Manufacturing companies often collect personal identifying information and store it in various formats, both digital and traditional paper. Identity theft is a continuing growing problem in the country.

Many states have passed laws that require entities to destroy, dispose, or otherwise make personal information unreadable or undecipherable, in order to protect an individual’s privacy. At least 29 states, including Vermont, New York, New Hampshire and Massachusetts, provide laws that govern the disposal of personal data held by businesses and/or government. 


The Federal Trade Commission (FTC) has issued a new rule that will require businesses to properly dispose of and destroy sensitive consumer data. The rule is one of several new requirements intended to combat consumer fraud and identity theft and protect privacy required by the federal Fair and Accurate Credit Transactions Act (FACT Act).

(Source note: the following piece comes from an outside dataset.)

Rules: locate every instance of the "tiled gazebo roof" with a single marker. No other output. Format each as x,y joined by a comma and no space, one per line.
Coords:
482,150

The new FACT Act Disposal Rule broadly covers "any record about an individual, whether in paper, electronic, or other form that is a consumer report (also known as a credit report) or is derived from a consumer report." It requires any person or company that possesses or maintains such information to take "reasonable measures to protect against unauthorized access to or use of the information in connection with its disposal.

Trade Secrets are another form of sensitive information that needs to be protected and properly managed. In 1996 Congress enacted the Economic Espionage Act to protect the economic interests of the United States. The Department of Justice has been given the task of enforcing this act. They do so by denying legal protection if an organization does not take reasonable steps to protect their proprietary information. It is in a company’s best interest to make sure these sensitive materials pertaining to corporate secrets, intellectual property and discarded product are properly managed.